第二十二話 時には昔の話をするんですか?
道龍会幹部・因島は廿日市会との抗争によって命を落とした。
米軍横流し品の粗悪な手榴弾を使った際に、自らもその爆発に巻き込まれたのだ。
死後彼女は道龍会の若頭補佐となり、大々的な葬式によって
その姉妹分、金本ニキは両足を失った。組織にとってはともかく、彼女自身には大きすぎる代償だった。
廿日市会とは、ほとんど降伏勧告に近い有利な条件による手打ちとなった。それもこれも、爆散した因島がつけてくれたナシだ。姉妹分とはいえ、金本の心中は複雑だった。
彼女のお陰で、道龍会のメンツは立ったと会長は言う。自分は? ただ生き残っただけだ。無様に、それもこんな体で──。
彼女にはわかっていた。
因島と自分は、鉄砲玉──なんなら自爆テロ要員とでも扱われていた。死んで当然、むしろ死んでほしかったのだ。道龍会は小さい組織だ。こうでもせねばいずれ天神会やフクヤマ女学生連合に飲み込まれる。

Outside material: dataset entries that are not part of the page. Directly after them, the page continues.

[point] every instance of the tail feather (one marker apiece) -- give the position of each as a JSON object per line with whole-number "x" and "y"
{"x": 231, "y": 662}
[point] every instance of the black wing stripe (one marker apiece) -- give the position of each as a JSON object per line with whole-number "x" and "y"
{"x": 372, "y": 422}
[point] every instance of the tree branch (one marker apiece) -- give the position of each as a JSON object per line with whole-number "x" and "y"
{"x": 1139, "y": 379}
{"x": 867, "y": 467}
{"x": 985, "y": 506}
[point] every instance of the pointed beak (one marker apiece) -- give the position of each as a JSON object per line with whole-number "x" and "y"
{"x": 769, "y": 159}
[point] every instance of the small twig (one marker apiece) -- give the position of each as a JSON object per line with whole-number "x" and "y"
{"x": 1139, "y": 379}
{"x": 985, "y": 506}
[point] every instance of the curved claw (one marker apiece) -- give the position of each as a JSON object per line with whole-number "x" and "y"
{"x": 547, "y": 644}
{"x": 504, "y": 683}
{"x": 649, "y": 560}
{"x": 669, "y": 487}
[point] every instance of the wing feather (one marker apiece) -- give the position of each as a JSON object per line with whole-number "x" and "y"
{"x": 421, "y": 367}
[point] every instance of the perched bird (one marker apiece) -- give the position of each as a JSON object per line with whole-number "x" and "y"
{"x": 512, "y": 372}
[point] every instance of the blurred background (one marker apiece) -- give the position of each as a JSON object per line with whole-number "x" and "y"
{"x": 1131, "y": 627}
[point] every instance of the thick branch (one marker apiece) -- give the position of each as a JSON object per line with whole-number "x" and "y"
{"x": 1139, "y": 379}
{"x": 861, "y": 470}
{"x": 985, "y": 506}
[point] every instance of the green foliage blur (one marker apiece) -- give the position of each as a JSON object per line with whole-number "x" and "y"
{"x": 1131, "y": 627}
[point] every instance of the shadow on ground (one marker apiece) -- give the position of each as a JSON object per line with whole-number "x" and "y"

構成員を死なせても、廿日市会のシマがほしかったのだ。
姉妹ェ。因島の姉妹よ。恨むで。こんな体にして、ワシはどう生きていけえ言うんじゃ。ワシを一人遺して、何で死んでしもうたんじゃ。ワシも連れて行ってくれりゃあ良かったのに。
祭壇は遥か遠くで、華に囲まれていた。車椅子となった平組員の彼女に与えられるのは、葬列の最後尾だった。
「オフクロ、一番後ろに席が開いとりますで」
「ほうか」
紺色のジャケットを着た二人組が、金本の隣の席を見て言った。短髪の女が金本を見て尋ねる。
「失礼ですがその詰め襟──道龍会のお身内ですか?」
「……ほうです」
「祇園会の安佐めるです。この度はご愁傷様で……」
安佐める。平の金本ですら名前を聞く、祇園会会長だ。あの天神会と隣り合ったシマで、何とか渡り合っているという一本のこくどうだ。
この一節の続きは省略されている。